When the cab dropped Cassie in the front driveway at Treasure Isle, she was surprised not to see a police car waiting for her
. She did not doubt one was there, somewhere, likely unmarked.
Actually, it was a comforting thought.
She noticed a dark blue Ford Taurus that followed her through two turns when she left the motel. It waited discreetly at the end of the block when she parked in front of Computer House and went inside.
She purchased a small voice recorder that would fit in her purse, and had the clerk install the batteries and test the features. Then she loaded a fresh blank cassette tape, and returned to her car.
All the way to Margret’s neighborhood on the western edge of the city, Cassie maintained the speed limit, used proper signals, and made full stops at stop signs, allowing the dark blue Taurus to keep her in sight. As long as they did not get in her way or try to stop her, she would cooperate.
Chapter Forty-Four
Margaret’s house was typical upper-middleclass, more like Cassie’s parents had in Las Vegas. The Golf Estates neighborhood was enclosed by a high stone wall, guard gated, flowing curved landscape everywhere, and half-acre lots with rolling knolls and sprawling homes surrounded by stone walls, ornamental iron, and tall shrubs. She gave her name at the entrance; the guard opened the gate for her. She didn’t see the Ford Taurus again after she drove in.

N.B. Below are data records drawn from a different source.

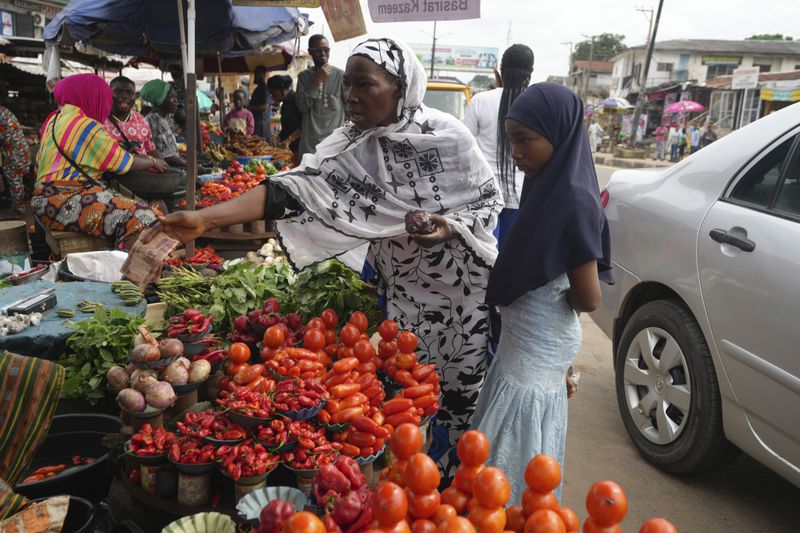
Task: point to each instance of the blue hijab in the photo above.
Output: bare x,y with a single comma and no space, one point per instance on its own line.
561,224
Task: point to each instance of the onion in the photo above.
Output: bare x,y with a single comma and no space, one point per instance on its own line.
117,378
142,379
160,395
131,400
176,374
199,371
145,353
170,347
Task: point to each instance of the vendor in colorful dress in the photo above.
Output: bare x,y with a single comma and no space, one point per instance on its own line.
239,118
397,156
15,158
74,153
162,96
126,125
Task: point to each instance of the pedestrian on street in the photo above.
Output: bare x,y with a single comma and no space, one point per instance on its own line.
595,136
673,138
661,139
694,137
709,136
545,275
485,119
259,104
320,96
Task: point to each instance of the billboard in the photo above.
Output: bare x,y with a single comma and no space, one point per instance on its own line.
458,57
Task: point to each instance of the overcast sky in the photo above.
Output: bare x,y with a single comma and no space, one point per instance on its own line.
544,25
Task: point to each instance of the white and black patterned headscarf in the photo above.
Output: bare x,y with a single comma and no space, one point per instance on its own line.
359,184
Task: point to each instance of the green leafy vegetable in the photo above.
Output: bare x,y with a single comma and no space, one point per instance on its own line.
97,344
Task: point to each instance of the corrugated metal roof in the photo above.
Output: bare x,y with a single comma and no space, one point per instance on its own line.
715,46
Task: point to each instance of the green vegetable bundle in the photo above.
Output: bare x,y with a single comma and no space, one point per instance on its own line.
98,343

Margaret’s Latino housekeeper led Cassie to a room overlooking the Fourteenth Fairway. Margaret sat alone in the room, her eyes red and swollen; her skin blotched.
Cassie sat down on the sofa; the housekeeper poured two glasses of iced tea. When Cassie pulled the voice recorder from her purse and set it on the low table between them, Margaret said, “Hortensia, please leave us alone to talk.”
The Latino woman left the room quietly. Cassie made sure Margaret was looking at the recorder before she turned it on.
“Margaret,” she said, speaking in her announcer voice for the sake of the recorder, “we both know my goal is to track down money my father donated to the Baylin House charity fund, as well as find a way to prevent Baylin House from being closed while there are people still depending on it.”